Sunday, February 2, 2020

Sundance with Abe: Shirley

I’m thrilled to be attending and covering the Sundance Film Festival in Park City, Utah for the seventh time. I’m seeing as many movies as I can each day and will post reviews of each as I can, as well as video reviews uploaded to YouTube.


Shirley
Directed by Josephine Decker
U.S. Dramatic Competition

Imagination is important for any writer, but in order to be able to construct fictional characters and narratives, there must be some real-life inspiration. Many authors travel a great deal so that they can see and experience as much of the world as possible. Others, for whatever reason, are not inclined to go beyond what they know and what feels familiar, retreating into a world of their invention rather than interacting with other people. A lack of social contact can intensify the effect of one particular person, who may in fact become a muse, motivating an author to great creative heights.

Rose (Odessa Young) and Fred (Logan Lerman) move to Vermont so that Fred can pursue a career as a professor at a local college. They arrange to stay with Stanley Hyman (Michael Stuhlbarg), a respected professor, and his wife Shirley Jackson (Elisabeth Moss), a famed horror author. Rose, who has academic ambitions of her own, is relegated to cleaning the house and keeping an eye on the reclusive Shirley in exchange for their room and board. Initially resistant to the idea and Shirley’s toxic mood swings, Rose eventually comes to see Shirley for who she really is, as the author also begins to take a liking to her unwanted babysitter.

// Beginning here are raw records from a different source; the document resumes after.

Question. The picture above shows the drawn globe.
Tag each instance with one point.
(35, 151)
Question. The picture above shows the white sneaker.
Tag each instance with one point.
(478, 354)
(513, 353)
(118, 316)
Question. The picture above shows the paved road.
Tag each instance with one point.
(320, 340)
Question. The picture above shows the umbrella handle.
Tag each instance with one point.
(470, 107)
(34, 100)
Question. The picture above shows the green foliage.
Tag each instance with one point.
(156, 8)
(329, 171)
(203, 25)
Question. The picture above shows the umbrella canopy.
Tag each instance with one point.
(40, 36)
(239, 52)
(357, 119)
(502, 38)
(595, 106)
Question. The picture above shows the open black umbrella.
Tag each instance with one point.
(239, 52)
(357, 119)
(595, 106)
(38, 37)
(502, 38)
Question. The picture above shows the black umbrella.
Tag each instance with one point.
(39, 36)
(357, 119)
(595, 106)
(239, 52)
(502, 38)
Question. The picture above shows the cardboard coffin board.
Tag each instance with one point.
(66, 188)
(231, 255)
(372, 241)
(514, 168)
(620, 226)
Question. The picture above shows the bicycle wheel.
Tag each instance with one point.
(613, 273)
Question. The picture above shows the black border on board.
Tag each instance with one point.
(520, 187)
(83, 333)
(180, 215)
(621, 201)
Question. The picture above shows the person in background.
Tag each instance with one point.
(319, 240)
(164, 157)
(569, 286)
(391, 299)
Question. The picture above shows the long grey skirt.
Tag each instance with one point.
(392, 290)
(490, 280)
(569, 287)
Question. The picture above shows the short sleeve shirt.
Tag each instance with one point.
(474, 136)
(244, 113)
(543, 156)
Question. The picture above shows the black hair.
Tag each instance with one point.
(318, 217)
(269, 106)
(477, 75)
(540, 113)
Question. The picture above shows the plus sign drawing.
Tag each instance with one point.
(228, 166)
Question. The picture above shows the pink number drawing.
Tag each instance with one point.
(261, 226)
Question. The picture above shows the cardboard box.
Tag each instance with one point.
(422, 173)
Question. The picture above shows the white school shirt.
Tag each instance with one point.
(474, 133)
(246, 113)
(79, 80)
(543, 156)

This film is meant to be a biopic of Jackson, who wrote many well-known short stories and several books over the course of her career in the mid-1900s. Shirley is indeed a featured character, but this film doesn’t really get to know her. It opens with her already mostly confined to her home, expressing displeasure at her husband’s penchant for affairs with other women, something that she has approved so long as phone calls from any of them don’t interrupt their dinner. Shirley has clearly been through a lot, and her eagerness to find inspiration in newspaper clippings about a missing college girl takes most of her focus until Rose demonstrates her value.

Much of this film features Shirley and Stanley delighting at chipping away at whatever self-confidence their younger guests have. Shirley comes on strong early as she gets into Rose’s head, and Stanley refuses to acknowledge Fred as anything more than competent when he asks him for a recommendation so that he can fast-track his career. Whatever talents they may have, Shirley and Stanley are not nice people, and this film often feels just as alienating as its characters. Moss and Stuhlbarg are indeed good, disappearing into their roles, but that’s enough to make this long and tedious film, a different kind of horror filled with horrific people, palatable.